CS 61B: Lecture 9
                          Monday, February 10, 2014

Today's reading:  Sierra & Bates pp. 77, 235-239, 258-265, 663.

THE STACK AND THE HEAP
======================
Java stores stuff in two separate pools of memory:  the stack and the heap.

The _heap_ stores all objects, including all arrays, and all class variables
(i.e. those declared "static").

The _stack_ stores all local variables, including all parameters.

When a method is called, the Java Virtual Machine creates a _stack_frame_ (also
known as an _activation_record_) that stores the parameters and local variables
for that method.  One method can call another, which can call another, and so
on, so the JVM maintains an internal _stack_ of stack frames, with "main" at
the bottom, and the most recent method call on top.

Here's a snapshot of the stack while Java is executing the SList.insertEnd
method.  The stack frames are on the left.  Everything on the right half of the
page is in the heap.  Read the stack from bottom to top, because that's the
order in which the stack frames were created.

STACK                                         |                            HEAP
                                              |
method call      parameters & local variables |
----------------------------------------------|
                                       ---    |       -------------------
                                  this |.+----------->|item |.|  next |X|
SListNode.SListNode         ---        ---    |       -------+-----------
                        obj |.+--------------------------\   |
                            ---               |          |   |
----------------------------------------------|          v   v
                            ---               |        ------------
                        obj |.+----------------------->|  string  |
                            ---               |        ------------
SList.insertEnd             ---               |          ^
                       this |.+--------------------------+---------\
                            ---               |          |         |
----------------------------------------------|          |         |
                            ---               |          |         |
                        str |.+--------------------------/         v
                            ---      ---      |           ---------------------
                                list |.+----------------->|head |X|  size | 0 |
                                     ---      |           ---------------------
SList.main                  ---               |         ---------   -----------
                       args |.+------------------------>| . | .-+-->|  words  |
                            ---               |         --+------   -----------
                                              |           |    -----------
----------------------------------------------|           \--->|  input  |
                                                               -----------

The method that is currently executing (at any point in time) is the one whose
stack frame is on top.  All the other stack frames represent methods waiting
for the methods above them to return before they can continue executing.

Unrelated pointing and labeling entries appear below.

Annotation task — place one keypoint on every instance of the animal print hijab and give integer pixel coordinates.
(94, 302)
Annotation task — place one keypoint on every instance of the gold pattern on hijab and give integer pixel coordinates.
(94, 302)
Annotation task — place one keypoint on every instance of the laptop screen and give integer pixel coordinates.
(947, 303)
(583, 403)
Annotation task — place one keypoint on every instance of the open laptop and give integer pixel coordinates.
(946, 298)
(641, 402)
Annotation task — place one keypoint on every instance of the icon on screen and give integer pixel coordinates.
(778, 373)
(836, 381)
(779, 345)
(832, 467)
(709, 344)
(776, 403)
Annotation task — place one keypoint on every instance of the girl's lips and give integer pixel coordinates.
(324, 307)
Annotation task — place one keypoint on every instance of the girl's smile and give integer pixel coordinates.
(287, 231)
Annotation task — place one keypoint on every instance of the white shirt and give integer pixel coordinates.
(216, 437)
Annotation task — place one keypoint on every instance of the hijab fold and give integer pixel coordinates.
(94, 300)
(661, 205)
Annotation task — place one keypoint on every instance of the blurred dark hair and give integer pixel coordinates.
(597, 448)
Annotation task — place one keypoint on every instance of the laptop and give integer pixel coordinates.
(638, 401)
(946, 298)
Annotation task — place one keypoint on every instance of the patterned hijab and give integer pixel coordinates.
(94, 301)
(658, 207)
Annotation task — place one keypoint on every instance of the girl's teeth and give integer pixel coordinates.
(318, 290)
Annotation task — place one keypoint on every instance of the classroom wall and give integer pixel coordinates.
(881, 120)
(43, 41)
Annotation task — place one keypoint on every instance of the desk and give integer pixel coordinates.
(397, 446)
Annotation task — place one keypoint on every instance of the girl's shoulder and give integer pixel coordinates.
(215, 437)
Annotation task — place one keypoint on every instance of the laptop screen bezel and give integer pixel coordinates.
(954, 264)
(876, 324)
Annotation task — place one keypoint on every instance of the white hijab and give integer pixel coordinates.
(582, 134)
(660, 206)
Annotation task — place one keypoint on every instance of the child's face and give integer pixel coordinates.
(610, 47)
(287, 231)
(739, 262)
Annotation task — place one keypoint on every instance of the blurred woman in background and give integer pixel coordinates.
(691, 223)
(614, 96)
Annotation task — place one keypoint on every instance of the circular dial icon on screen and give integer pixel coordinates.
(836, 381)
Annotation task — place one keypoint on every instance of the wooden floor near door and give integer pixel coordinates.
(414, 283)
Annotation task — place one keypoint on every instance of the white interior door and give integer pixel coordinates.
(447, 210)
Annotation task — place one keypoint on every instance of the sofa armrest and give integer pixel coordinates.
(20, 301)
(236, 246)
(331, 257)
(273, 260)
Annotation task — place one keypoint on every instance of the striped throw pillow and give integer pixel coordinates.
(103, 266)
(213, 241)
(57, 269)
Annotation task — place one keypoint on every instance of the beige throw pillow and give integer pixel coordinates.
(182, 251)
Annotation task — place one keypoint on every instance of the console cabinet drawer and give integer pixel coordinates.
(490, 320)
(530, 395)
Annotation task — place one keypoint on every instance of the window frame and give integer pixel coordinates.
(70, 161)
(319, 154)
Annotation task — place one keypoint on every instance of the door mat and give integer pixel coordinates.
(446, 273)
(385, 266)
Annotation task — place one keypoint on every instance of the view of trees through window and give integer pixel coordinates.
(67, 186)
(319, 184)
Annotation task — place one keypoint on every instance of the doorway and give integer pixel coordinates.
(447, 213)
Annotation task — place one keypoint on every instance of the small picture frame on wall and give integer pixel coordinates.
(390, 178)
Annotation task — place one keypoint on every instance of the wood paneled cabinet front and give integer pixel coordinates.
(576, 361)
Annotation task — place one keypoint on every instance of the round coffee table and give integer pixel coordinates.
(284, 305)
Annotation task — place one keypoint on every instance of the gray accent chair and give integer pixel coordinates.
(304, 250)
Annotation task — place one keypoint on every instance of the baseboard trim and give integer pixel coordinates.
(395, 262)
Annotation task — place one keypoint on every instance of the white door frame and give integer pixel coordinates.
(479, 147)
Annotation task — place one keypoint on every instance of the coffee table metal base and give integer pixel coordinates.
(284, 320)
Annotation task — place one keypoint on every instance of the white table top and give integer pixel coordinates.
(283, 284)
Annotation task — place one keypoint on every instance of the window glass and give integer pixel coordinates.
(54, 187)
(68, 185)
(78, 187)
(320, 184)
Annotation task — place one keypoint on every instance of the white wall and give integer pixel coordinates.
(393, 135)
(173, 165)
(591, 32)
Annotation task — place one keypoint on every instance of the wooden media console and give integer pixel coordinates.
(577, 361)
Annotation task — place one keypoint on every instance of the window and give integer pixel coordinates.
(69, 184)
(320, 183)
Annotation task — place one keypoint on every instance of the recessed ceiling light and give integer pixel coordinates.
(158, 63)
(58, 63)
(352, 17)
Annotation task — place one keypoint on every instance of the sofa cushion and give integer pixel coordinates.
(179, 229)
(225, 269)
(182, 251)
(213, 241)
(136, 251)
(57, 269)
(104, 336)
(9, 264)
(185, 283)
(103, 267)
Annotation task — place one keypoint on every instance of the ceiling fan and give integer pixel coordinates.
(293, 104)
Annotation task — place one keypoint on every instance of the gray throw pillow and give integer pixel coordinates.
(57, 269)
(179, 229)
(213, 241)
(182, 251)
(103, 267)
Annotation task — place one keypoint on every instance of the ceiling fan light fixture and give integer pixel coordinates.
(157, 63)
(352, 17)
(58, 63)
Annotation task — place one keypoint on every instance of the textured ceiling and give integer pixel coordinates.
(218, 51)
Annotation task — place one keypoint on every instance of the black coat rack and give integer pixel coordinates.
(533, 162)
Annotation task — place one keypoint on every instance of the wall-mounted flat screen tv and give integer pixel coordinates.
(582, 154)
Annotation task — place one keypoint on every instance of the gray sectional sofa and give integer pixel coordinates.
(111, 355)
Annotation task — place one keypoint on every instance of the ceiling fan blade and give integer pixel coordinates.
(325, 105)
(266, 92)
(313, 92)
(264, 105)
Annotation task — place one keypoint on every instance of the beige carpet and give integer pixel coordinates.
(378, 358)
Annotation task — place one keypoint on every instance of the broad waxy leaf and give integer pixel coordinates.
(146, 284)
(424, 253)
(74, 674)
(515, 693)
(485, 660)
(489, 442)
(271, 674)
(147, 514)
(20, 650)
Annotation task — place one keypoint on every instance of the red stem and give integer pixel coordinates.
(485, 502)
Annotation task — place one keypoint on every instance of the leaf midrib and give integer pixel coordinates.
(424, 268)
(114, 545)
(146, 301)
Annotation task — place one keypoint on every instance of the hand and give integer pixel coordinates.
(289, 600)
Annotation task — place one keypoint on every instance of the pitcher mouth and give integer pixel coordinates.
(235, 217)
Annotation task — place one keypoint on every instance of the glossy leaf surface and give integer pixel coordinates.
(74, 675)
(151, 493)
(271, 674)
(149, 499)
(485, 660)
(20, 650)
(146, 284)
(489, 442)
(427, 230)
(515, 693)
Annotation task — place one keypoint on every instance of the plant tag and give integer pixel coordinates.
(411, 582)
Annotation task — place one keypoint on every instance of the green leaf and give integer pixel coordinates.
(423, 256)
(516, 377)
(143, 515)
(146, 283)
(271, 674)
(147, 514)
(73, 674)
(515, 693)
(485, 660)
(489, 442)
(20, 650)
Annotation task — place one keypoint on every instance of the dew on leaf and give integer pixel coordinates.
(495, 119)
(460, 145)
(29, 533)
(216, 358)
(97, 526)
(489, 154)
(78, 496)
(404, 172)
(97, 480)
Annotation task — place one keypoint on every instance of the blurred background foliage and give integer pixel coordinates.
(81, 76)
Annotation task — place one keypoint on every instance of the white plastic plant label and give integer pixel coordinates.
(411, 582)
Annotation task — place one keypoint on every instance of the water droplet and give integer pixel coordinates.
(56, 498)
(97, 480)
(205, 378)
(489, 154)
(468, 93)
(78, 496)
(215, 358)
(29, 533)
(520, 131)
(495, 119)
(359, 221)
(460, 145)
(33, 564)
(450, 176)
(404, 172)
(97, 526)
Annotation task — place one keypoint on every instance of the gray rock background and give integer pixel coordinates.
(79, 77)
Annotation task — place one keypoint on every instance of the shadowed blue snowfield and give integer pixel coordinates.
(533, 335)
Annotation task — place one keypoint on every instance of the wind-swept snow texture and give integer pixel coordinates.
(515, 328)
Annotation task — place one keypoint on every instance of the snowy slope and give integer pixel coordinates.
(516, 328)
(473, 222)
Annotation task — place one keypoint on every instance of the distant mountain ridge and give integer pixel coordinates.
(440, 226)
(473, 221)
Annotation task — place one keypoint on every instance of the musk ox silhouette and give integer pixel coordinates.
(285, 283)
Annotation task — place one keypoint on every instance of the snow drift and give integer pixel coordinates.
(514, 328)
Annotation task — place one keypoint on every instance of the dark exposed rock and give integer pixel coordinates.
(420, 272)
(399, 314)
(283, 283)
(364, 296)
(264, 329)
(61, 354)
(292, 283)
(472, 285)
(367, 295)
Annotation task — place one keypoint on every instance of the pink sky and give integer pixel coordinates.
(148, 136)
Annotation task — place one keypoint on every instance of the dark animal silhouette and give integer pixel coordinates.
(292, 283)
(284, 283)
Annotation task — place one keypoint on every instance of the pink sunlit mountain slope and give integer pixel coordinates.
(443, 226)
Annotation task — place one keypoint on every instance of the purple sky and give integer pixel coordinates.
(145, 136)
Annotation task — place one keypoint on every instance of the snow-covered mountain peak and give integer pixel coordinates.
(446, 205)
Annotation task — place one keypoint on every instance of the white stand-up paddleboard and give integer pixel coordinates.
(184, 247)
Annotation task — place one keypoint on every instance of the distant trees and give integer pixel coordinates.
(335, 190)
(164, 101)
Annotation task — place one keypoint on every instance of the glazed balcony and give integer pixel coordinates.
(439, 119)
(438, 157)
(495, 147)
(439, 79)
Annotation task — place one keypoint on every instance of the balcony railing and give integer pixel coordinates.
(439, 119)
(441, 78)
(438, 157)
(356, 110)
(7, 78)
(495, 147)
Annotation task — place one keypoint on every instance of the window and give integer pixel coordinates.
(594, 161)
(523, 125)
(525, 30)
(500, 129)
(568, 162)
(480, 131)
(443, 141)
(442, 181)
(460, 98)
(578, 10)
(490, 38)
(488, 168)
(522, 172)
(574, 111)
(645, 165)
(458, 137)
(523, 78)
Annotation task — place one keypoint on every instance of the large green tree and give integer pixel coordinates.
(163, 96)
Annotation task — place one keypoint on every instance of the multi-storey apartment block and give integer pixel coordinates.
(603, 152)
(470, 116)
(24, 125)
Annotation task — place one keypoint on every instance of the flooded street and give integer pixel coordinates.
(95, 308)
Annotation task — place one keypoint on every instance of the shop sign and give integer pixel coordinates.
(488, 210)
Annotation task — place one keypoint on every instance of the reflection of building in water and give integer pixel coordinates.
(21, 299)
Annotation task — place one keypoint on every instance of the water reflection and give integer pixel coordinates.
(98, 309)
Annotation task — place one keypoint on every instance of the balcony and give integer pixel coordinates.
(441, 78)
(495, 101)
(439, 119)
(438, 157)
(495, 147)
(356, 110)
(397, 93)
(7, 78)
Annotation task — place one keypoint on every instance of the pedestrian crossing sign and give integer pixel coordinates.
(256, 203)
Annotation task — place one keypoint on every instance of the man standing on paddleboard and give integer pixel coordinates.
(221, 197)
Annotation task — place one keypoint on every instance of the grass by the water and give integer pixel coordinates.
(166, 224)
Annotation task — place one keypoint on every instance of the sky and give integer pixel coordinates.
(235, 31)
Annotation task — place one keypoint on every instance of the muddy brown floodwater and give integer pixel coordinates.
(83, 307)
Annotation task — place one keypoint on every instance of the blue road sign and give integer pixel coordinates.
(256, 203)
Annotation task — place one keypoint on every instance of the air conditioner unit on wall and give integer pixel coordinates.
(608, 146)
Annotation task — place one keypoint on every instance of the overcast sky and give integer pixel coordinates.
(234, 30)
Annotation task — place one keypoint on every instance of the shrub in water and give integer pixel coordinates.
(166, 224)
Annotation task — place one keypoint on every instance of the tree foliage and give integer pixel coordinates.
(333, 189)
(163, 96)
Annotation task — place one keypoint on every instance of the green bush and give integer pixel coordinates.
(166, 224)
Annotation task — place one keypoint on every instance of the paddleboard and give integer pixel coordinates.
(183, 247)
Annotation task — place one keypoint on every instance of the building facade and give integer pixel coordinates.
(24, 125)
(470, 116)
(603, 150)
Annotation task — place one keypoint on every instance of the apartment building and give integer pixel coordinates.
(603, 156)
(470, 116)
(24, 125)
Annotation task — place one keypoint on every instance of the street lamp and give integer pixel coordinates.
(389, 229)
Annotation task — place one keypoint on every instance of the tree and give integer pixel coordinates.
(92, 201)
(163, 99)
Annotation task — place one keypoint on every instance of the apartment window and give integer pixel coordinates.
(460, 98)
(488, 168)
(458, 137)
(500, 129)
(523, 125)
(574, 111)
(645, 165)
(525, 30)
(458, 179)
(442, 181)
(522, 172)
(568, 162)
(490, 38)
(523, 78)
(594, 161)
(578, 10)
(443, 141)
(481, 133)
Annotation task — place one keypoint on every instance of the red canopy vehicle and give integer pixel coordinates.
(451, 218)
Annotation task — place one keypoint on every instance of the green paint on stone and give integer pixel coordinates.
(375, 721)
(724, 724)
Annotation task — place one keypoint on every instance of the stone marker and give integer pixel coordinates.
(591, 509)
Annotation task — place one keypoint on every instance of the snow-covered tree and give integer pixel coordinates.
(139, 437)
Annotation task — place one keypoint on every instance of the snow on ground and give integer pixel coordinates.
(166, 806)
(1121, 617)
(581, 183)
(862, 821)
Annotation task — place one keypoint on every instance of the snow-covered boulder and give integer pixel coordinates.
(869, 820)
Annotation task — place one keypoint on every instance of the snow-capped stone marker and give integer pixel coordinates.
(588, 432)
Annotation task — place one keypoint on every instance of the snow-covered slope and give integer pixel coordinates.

When a method finishes executing, its stack frame is erased from the top of the
stack, and its local variables are erased forever.

The java.lang library has a method "Thread.dumpStack" that prints a list of the
methods on the stack (but it doesn't print their local variables).  This method
can be convenient for debugging--for instance, when you're trying to figure out
which method called another method with illegal parameters.

Parameter Passing
-----------------
As in Scheme, Java passes all parameters _by_value_.  This means that the
method has _copies_ of the actual parameters, and cannot change the originals.
The copies reside in the method's stack frame for the method.  The method can
change these copies, but the original values that were copied are not changed.

In this example, the method doNothing sets its parameter to 2, but it has no
effect on the value of the calling method's variable a:

method:                            | STACK (just before the method returns)
                                   |
  static void doNothing(int x) {   |      -----
    x = 2;                         |    x | 2 |
  }                                |      -----     stack frame for doNothing
                                   |-----------------------------------------
method call:                       |
                                   |      -----
  int a = 1;                       |    a | 1 |
  doNothing(a);                    |      -----     stack frame for main

When the method call returns, a is still 1.  The doNothing method, as its name
suggests, failed to change the value of a or do anything relevant at all.

However, when a parameter is a reference to an object, the reference is copied,
but the object is not; the original object is shared.  A method can modify an
object that one of its parameters points to, and the change will be visible
everywhere.  Here's an example that shows how a method can make a change to an
object that is visible to the calling method:

method:                            | STACK              | HEAP
                                   |                set3|
class IntBox {                     |      -----         |
  public int i;                    |   ib | .-+----------------\
  static void set3(IntBox ib) {    |      -----         |      |
    ib.i = 3;                      |                    |      |
  }                                |--------------------|      v
                                   |      -----         |    ------
method call:                       |    b | .-+------------->|i |3|
                                   |      -----     main|    ------
  IntBox b = new IntBox();
  set3(b);

For those of you who are familiar with programming languages that have "pass
by reference," the example above is as close as you can get in Java.  But it's
not "pass by reference."  Rather, it's passing a reference by value.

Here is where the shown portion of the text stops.